A call for papers is open for a conference on Italian women’s changing status from 1861 to 1945, to be held in the Italian department of the University of Cambridge on the 29-30 of September, 2016. 

Proposals are due by June 30th.

About the conference

On 1 February 1945, government Decree n. 23 finally granted women the right to vote in Italy and women first exercised their right as full political citizens in the elections of 1946, 70 years ago. This conference seeks to mark this anniversary by investigating the development of women’s status and their changing role and image between Unification and the founding of the Republic.

At the time of Unification, in the writings of educationalists and moralists, women were typically confined to the role of wives and mothers within the household. The 1865 Civil Code, the so-called Pisanelli Code, confirmed the legal status of women as subject to men.

However, ideas of emancipation and improvements in women’s rights spread in certain intellectual circles.
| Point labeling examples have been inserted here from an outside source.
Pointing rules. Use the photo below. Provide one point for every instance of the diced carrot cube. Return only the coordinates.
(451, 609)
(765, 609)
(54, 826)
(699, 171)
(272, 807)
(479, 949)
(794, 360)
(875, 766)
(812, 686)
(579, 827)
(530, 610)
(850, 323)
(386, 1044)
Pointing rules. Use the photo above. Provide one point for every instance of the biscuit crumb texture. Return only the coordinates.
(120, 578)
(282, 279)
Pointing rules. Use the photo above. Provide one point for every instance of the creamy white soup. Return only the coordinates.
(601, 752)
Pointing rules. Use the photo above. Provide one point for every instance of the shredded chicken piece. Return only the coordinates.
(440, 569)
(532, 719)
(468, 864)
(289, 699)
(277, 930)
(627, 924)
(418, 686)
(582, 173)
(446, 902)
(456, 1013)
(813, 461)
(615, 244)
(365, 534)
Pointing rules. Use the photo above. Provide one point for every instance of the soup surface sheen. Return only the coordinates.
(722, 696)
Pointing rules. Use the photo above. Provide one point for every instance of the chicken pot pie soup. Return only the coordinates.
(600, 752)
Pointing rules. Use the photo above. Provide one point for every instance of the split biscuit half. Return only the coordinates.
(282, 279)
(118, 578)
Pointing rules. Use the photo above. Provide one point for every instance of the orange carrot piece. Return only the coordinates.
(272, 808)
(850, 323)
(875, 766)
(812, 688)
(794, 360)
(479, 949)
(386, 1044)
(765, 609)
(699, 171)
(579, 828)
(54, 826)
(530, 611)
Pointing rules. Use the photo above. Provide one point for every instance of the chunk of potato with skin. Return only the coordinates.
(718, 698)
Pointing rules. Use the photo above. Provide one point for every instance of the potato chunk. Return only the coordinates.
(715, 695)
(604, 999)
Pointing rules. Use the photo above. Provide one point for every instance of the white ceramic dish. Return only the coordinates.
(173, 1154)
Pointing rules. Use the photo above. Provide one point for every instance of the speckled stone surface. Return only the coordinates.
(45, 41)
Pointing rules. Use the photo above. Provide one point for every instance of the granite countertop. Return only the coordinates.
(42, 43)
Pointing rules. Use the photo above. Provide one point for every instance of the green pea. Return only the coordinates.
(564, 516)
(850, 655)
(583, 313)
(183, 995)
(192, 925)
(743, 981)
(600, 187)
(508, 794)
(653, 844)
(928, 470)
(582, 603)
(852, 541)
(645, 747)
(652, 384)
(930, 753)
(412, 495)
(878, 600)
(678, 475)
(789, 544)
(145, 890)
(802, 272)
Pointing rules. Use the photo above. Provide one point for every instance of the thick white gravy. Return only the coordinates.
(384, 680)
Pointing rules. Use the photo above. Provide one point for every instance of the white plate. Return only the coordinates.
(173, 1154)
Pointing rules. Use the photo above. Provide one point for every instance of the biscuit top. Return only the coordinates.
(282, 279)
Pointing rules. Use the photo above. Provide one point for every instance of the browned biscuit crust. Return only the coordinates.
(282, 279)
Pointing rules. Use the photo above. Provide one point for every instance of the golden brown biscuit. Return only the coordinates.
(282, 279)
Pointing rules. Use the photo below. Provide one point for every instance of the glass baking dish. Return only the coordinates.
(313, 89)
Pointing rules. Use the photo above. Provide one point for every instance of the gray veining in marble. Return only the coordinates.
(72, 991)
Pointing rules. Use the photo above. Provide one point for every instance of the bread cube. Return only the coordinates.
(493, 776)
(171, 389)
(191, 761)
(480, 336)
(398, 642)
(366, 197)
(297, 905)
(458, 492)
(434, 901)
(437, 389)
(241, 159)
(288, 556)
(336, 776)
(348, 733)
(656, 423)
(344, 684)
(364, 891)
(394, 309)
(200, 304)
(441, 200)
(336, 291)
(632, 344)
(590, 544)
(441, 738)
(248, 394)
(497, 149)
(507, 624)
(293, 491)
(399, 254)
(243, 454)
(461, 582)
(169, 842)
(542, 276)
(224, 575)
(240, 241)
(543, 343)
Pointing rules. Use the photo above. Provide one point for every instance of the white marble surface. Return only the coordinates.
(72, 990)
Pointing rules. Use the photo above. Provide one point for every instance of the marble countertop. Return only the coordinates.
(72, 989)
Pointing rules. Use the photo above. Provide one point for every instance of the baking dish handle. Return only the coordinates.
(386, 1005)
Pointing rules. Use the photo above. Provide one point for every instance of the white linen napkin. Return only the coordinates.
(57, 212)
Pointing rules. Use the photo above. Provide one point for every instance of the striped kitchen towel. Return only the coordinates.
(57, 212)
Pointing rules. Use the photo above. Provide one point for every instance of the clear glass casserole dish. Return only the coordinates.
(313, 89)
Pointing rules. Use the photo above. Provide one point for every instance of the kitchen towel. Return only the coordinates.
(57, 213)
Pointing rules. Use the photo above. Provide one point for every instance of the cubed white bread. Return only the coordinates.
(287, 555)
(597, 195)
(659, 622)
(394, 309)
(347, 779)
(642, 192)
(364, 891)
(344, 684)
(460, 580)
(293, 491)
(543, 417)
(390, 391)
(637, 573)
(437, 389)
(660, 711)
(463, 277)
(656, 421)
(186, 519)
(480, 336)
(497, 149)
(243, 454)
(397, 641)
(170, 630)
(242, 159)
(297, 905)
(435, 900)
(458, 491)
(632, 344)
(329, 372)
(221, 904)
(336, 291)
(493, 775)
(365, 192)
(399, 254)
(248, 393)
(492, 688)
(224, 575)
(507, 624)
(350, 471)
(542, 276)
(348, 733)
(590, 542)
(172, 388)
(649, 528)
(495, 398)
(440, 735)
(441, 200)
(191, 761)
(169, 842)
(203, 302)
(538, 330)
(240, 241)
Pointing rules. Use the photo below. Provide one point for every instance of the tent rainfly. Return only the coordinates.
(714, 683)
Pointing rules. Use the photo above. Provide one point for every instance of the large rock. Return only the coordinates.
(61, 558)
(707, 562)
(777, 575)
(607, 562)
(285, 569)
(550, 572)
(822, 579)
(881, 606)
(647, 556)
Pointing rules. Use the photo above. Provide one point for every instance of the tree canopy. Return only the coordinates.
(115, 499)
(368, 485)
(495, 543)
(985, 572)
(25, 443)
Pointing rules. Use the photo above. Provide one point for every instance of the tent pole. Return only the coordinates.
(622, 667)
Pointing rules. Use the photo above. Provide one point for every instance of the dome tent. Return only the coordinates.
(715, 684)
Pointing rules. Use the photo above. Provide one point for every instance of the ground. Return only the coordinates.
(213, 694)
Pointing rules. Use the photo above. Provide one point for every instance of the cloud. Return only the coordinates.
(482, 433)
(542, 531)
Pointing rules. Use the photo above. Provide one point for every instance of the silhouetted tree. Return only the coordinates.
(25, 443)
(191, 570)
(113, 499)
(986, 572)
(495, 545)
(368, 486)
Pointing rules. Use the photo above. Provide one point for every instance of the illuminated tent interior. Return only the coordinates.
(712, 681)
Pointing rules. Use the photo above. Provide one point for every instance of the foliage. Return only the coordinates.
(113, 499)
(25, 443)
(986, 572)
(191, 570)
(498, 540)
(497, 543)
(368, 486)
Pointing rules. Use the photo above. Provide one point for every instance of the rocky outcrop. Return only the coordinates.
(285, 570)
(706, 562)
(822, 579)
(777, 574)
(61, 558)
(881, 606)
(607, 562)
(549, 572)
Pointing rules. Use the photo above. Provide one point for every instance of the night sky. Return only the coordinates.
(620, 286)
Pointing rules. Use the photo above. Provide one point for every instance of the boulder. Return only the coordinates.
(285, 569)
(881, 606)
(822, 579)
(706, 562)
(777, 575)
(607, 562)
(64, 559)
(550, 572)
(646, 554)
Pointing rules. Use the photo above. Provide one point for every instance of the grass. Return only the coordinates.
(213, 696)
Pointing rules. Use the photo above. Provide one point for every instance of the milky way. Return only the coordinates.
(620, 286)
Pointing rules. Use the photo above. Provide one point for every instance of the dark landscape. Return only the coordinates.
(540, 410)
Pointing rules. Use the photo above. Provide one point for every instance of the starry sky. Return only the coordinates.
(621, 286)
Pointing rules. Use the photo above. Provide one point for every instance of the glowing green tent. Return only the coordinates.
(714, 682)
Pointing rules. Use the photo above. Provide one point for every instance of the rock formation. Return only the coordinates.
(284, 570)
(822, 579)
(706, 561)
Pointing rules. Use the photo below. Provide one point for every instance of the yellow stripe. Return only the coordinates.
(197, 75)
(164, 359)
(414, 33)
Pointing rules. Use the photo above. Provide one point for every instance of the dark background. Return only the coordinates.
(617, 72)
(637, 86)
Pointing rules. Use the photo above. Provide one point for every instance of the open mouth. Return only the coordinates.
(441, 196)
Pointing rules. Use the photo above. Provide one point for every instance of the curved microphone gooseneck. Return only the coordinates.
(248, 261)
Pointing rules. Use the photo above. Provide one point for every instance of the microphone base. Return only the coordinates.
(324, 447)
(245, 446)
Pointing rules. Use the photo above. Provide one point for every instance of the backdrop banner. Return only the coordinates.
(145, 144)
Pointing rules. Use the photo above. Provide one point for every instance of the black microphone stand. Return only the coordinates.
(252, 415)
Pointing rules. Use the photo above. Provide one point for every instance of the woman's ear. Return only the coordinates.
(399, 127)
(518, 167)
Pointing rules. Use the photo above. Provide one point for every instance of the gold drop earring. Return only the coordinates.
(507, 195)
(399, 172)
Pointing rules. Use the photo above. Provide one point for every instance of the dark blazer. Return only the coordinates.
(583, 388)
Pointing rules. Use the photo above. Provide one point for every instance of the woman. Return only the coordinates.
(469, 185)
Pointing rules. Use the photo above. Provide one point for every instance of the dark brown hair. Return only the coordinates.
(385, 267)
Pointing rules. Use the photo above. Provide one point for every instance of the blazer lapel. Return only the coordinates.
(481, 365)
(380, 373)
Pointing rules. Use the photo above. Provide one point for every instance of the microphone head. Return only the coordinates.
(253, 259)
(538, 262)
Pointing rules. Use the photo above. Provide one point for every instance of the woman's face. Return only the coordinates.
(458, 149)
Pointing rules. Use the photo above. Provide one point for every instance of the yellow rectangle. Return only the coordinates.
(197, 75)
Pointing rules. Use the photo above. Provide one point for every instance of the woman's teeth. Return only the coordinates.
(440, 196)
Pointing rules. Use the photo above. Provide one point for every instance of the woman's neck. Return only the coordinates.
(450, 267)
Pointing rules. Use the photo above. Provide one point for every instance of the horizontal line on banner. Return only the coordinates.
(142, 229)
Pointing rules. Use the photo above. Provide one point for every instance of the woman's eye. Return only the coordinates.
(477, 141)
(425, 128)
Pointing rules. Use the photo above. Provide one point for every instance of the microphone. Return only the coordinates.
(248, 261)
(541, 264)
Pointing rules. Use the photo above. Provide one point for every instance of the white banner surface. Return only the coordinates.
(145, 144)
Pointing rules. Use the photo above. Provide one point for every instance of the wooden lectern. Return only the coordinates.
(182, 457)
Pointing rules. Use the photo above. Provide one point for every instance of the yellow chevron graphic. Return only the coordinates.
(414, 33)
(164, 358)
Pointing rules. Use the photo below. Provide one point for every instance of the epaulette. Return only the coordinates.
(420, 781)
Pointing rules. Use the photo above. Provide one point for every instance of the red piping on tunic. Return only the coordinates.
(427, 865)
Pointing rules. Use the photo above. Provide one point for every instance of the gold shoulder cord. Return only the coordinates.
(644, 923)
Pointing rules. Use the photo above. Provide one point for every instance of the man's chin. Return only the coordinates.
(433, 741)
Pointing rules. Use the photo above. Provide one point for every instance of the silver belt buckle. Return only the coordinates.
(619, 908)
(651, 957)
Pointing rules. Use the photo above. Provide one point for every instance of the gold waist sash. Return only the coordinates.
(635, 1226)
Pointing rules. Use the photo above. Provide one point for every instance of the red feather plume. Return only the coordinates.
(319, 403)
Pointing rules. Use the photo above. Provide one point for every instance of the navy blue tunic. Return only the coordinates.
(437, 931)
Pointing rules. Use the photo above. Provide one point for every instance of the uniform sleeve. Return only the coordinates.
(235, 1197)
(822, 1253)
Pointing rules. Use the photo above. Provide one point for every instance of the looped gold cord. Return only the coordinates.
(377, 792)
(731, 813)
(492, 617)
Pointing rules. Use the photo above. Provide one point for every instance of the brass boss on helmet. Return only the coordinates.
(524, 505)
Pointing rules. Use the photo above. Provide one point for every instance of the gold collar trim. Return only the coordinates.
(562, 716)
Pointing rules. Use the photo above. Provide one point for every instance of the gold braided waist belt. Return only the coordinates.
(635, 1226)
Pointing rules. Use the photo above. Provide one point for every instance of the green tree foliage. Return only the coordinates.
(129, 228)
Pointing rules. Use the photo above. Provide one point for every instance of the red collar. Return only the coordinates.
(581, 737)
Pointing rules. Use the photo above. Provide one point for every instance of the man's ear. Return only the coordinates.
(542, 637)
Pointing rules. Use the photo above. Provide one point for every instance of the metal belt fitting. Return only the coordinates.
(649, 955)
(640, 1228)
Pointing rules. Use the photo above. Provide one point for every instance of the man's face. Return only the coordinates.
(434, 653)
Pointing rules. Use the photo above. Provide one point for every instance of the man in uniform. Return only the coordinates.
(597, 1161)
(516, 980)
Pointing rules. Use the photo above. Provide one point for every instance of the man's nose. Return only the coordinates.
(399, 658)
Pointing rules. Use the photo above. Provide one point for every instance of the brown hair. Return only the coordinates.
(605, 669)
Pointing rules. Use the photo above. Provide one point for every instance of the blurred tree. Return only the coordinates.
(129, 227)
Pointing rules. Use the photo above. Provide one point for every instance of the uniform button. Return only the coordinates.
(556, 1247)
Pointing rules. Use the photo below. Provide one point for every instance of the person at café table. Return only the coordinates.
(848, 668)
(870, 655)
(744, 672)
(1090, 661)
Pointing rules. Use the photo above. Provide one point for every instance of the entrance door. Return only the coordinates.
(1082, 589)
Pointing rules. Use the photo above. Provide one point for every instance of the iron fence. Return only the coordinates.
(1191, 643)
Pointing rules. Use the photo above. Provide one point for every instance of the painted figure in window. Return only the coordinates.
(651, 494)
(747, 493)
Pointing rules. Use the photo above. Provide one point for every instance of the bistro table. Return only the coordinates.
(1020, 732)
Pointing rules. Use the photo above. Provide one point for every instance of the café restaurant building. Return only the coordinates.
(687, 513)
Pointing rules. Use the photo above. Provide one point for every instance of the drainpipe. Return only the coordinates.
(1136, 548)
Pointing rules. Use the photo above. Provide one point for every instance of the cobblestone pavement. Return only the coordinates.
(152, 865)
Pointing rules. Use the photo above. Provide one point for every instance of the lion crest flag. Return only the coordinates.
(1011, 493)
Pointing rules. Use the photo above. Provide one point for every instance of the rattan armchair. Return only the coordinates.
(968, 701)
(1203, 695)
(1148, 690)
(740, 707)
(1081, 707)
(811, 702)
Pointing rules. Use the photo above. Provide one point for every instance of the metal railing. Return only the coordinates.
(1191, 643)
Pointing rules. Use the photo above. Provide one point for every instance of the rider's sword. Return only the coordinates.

Figures like Salvatore Morelli and Anna Maria Mozzoni promoted rights for women, including the vote in administrative elections, leading to the foundation of associations and journals supporting women emancipation. At the turn of the century, women’s rights were formally discussed at state level, resulting in the first decrees regulating women in the employment (1902–7) and the first petitions for the right to vote (1906). However, few changes occurred in the position of women within the wider society, and not even their participation in the Great War effort gave them equal rights. On the contrary, women’s expectations of a formal acknowledgement of citizenship were frustrated and finally rejected by the rise of Fascism.

During the Fascist era, women’s role was officially reduced once more to that of mother and wife, and although their involvement in Fascist organisations brought them outside the house, the regime silenced any emancipatory claim. Only the convulsions of the second War and civil war would finally make possible full women’s suffrage.

The conference aims to explore the tensions and contradictions in these public, official, civic and private roles in this period of transformation, to better understand the contradictions and conflicts in the status of Italian women from 1861 up to 1945. It aims to retrace the path that led to full citizenship and investigate the changes in the image of women throughout this period of emancipation.

Call for submissions

We invite papers which investigate any aspect of this evolution.

Proposals may include, but are not limited to, reflections of these historical changes in women’s status in history, politics, literature, media, visual arts, education, law, medicine and religion.

How to submit

We welcome the submission of individual papers as well as proposals for complete panels. Panels should consist of three papers and each proposal should contain a title, the names of the chair and the speakers, abstracts (max 250 words) and a short bio of the participants.

Individual paper proposals should consist of a title, an abstract (max 250 words) and a short bio.

Proposals may be presented in English or Italian and those with a comparative perspective are particularly welcomed.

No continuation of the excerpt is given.